Magnetic actuation enables surgical robots to navigate complex anatomical pathways while reducing tissue trauma and improving surgical precision. However, clinical deployment is limited by the challenges of controlling such systems under fluoroscopic imaging, which provides low frame rate and noisy pose feedback. This paper presents a control framework that remains accurate and stable under such conditions by combining a nonlinear model predictive control (NMPC) framework that directly outputs coil currents, an analytically differentiable magnetic field model based on Zernike polynomials, and a Kalman filter to estimate the robot state. Experimental validation is conducted with two magnetic robots in a 3D-printed fluid workspace and a spine phantom replicating drug delivery in the epidural space. Results show the proposed control method remains highly accurate when feedback is downsampled to 3 Hz with added Gaussian noise (sigma = 2 mm), mimicking clinical fluoroscopy. In the spine phantom experiments, the proposed method successfully executed a drug delivery trajectory with a root mean square (RMS) position error of 1.18 mm while maintaining safe clearance from critical anatomical boundaries.
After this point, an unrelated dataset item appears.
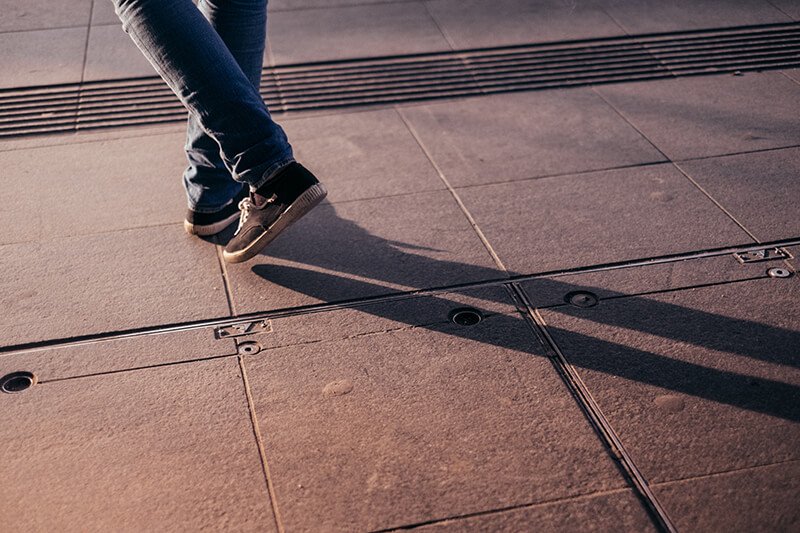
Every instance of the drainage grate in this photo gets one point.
(396, 79)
翻译：磁驱动技术使手术机器人能够在复杂解剖路径中导航，同时减少组织创伤并提高手术精度。然而，临床部署受到荧光透视成像条件下控制系统挑战的限制，因为该成像方式提供低帧率且含噪声的位姿反馈。本文提出一种控制框架，通过结合直接输出线圈电流的非线性模型预测控制框架、基于泽尼克多项式的解析可微磁场模型以及用于估计机器人状态的卡尔曼滤波器，在此类条件下保持准确性与稳定性。实验验证采用两个磁机器人在3D打印流体工作空间及模拟硬膜外给药过程的脊柱体模中进行。结果表明，当反馈降采样至3 Hz并添加高斯噪声时，所提出的控制方法仍保持高精度。在脊柱体模实验中，该方法成功执行了给药轨迹，其均方根位置误差为1.18毫米，同时保持与关键解剖边界的安全距离。